WWW Icon Thesis on the World-Wide Web

This paper is an attempt to document my work as a technical student at CERN, "the European Laboratory for Particle Physics" from February 1 1994 to August 1 1994. It is, however, also an attempt to visualize the potential features of the information exchange system called the World-Wide Web that I have been working on during this period. The document serves as my master thesis from Aalborg University, Denmark, Institute of Electronic Systems, Department of Communication Technology

During my stay, my main task has been to maintain and develop the World-Wide Web Library of Common Code and the Line Mode Browser. As the library is a part of the CERN HTTP Server a part of my time has been devoted to this application as well. However, this thesis reflects my work in designing, developing and testing software modules that provide the interface between the World-Wide Web applications and the Internet. Especially attention has been put into the design of the Hypertext Transfer Protocol (HTTP) client and how it has been extended to provide a multi-threaded interface to the World-Wide Web applications.

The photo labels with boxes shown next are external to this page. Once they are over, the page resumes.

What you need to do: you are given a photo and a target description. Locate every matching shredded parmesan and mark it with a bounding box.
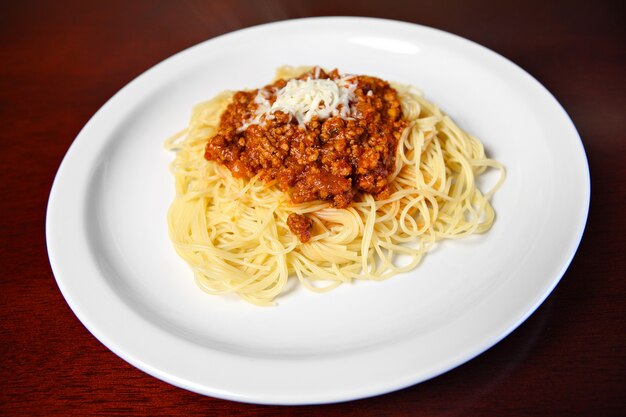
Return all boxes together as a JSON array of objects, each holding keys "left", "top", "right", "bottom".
[{"left": 239, "top": 70, "right": 356, "bottom": 130}]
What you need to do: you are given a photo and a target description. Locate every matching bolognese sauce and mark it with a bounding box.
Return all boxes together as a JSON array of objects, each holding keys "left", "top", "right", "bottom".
[{"left": 205, "top": 67, "right": 407, "bottom": 242}]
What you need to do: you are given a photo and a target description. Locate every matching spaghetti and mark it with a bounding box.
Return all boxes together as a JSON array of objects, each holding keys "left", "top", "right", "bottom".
[{"left": 166, "top": 67, "right": 505, "bottom": 305}]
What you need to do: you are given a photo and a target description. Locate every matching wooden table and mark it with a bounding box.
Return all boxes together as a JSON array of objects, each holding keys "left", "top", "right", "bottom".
[{"left": 0, "top": 0, "right": 626, "bottom": 416}]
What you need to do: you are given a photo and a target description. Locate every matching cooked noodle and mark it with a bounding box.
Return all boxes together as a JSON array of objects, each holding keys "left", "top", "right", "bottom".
[{"left": 166, "top": 67, "right": 505, "bottom": 305}]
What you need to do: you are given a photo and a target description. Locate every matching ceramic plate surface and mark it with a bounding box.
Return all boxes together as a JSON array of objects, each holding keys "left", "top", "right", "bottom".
[{"left": 46, "top": 18, "right": 590, "bottom": 404}]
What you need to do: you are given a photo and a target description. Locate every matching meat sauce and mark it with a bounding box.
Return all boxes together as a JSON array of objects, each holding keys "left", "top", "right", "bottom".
[{"left": 205, "top": 68, "right": 407, "bottom": 242}]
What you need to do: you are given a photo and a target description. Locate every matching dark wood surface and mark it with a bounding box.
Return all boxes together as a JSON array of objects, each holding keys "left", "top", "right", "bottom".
[{"left": 0, "top": 0, "right": 626, "bottom": 416}]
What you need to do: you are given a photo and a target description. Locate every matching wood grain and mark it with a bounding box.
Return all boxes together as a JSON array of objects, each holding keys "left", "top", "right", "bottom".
[{"left": 0, "top": 0, "right": 626, "bottom": 416}]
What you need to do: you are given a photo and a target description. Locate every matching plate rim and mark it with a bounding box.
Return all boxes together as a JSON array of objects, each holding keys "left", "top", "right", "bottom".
[{"left": 46, "top": 16, "right": 591, "bottom": 405}]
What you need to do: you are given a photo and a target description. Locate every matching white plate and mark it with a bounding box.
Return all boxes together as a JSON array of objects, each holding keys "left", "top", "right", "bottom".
[{"left": 46, "top": 18, "right": 589, "bottom": 404}]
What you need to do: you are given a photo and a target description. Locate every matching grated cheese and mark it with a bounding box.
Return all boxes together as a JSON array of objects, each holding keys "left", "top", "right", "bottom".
[{"left": 239, "top": 71, "right": 356, "bottom": 131}]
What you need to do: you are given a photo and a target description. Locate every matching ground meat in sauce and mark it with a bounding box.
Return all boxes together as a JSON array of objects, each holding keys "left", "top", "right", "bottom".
[
  {"left": 287, "top": 213, "right": 313, "bottom": 243},
  {"left": 205, "top": 69, "right": 407, "bottom": 240}
]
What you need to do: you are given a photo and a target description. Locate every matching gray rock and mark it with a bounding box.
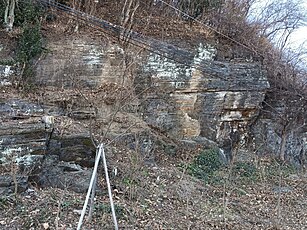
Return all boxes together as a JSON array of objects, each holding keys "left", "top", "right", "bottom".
[{"left": 0, "top": 174, "right": 28, "bottom": 196}]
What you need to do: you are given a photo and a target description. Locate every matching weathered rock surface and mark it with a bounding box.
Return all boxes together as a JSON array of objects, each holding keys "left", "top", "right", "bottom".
[
  {"left": 0, "top": 94, "right": 95, "bottom": 194},
  {"left": 32, "top": 37, "right": 269, "bottom": 158}
]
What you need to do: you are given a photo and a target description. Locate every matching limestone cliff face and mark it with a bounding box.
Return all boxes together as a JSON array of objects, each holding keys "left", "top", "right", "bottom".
[
  {"left": 32, "top": 37, "right": 269, "bottom": 156},
  {"left": 136, "top": 44, "right": 269, "bottom": 154}
]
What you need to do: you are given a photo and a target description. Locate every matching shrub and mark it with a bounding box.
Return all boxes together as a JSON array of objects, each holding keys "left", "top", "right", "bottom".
[{"left": 188, "top": 149, "right": 224, "bottom": 181}]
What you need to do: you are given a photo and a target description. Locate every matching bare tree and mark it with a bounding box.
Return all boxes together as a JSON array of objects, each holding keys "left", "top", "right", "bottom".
[{"left": 4, "top": 0, "right": 18, "bottom": 31}]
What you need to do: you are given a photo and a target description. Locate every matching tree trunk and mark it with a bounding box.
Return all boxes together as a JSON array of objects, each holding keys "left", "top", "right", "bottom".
[
  {"left": 4, "top": 0, "right": 17, "bottom": 31},
  {"left": 279, "top": 125, "right": 287, "bottom": 161}
]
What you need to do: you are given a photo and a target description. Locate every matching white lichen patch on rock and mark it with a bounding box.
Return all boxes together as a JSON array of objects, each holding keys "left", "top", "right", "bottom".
[{"left": 144, "top": 43, "right": 216, "bottom": 90}]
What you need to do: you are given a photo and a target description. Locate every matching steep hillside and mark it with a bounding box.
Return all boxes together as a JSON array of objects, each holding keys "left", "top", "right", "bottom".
[{"left": 0, "top": 1, "right": 307, "bottom": 229}]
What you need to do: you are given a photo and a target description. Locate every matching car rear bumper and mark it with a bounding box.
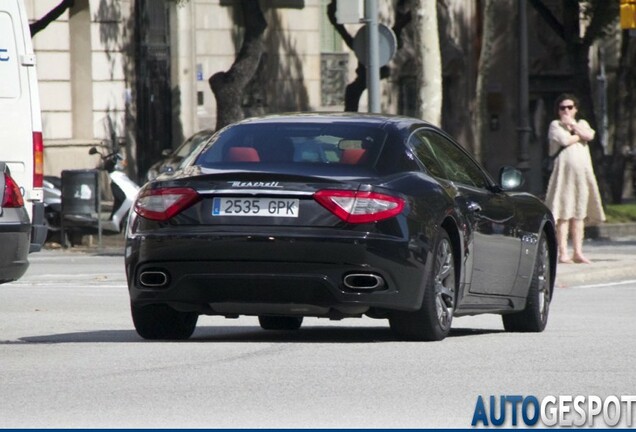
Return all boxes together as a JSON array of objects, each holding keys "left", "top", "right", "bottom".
[
  {"left": 126, "top": 236, "right": 426, "bottom": 317},
  {"left": 0, "top": 224, "right": 30, "bottom": 283}
]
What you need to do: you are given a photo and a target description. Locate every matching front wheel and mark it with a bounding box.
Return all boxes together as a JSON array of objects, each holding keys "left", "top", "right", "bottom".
[
  {"left": 131, "top": 304, "right": 199, "bottom": 340},
  {"left": 389, "top": 230, "right": 456, "bottom": 341},
  {"left": 501, "top": 234, "right": 552, "bottom": 332}
]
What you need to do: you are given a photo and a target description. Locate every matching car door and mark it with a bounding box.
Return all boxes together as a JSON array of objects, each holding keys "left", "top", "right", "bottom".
[{"left": 412, "top": 128, "right": 521, "bottom": 294}]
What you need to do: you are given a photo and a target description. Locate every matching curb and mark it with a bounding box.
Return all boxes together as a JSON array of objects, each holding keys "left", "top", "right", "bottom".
[{"left": 585, "top": 222, "right": 636, "bottom": 239}]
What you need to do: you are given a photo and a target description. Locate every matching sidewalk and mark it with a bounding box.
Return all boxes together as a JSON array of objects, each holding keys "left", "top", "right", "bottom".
[
  {"left": 556, "top": 236, "right": 636, "bottom": 288},
  {"left": 45, "top": 225, "right": 636, "bottom": 288}
]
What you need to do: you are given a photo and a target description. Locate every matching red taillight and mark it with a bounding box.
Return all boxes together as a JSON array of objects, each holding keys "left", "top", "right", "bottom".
[
  {"left": 314, "top": 189, "right": 404, "bottom": 223},
  {"left": 2, "top": 173, "right": 24, "bottom": 208},
  {"left": 33, "top": 132, "right": 44, "bottom": 188},
  {"left": 135, "top": 188, "right": 199, "bottom": 222}
]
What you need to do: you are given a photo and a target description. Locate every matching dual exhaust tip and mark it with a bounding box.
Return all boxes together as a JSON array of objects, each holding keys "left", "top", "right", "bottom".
[
  {"left": 139, "top": 270, "right": 386, "bottom": 291},
  {"left": 139, "top": 270, "right": 168, "bottom": 288},
  {"left": 342, "top": 273, "right": 386, "bottom": 291}
]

The documentation is organized into several hypertext documents which gives the reader the possibility of reading it in an unknown number of ways which makes it fundamentally different from what any paper version can provide. All internal references are made as hyperlinks so that any jump back, or forth, in the documentation is immediately accessible using whatever means are available within the World-Wide Web client used. All external references available on the Internet are also accessible through hyperlinks. This means that the reader is not limited within this particular information but at any instant can jump to any other information provider on the Internet using the World-Wide Web. Another characteristic is, that unlike a paper version, this documentation is constantly changing as the Web itself is constantly changing. This is an inherent consequence of using a global information system with thousands of highly independent users and information providers.

The documentation is organized in a tree structure in which this document serves as the top node or the root document for further browsing. The following list is a "list of contents" that indicates the overall structure of the tree and a proposed way of traversing it.

  1. Title Page
  2. Abstract
  3. Danish Abstract
  4. Introduction to the Internet
  5. The Internet Protocol Stack
  6. Presentation Layer Protocols
  7. The World-Wide Web
  8. World-Wide Web Software at CERN
  9. Implementation of the HTTP client
  10. Multi Threaded Clients
  11. Client Interface for Posting
  12. Summary
  13. References
However, any other path might be just as good, and I hope that when you are reading it you will find your own way through. All documents related to this work have a "home link" symbolized by the little icon to the left that points back to this page.

The thesis is also available in a Postscript version for A4 and Postscript version for 8.5"x11". It has been generated from the HTML version using the Line Mode Browser as a filter.

Finally, I would like to thank my supervisor at CERN, Tim Berners-Lee and Ari Luotonen for their great support and source of inspiration throughout the project.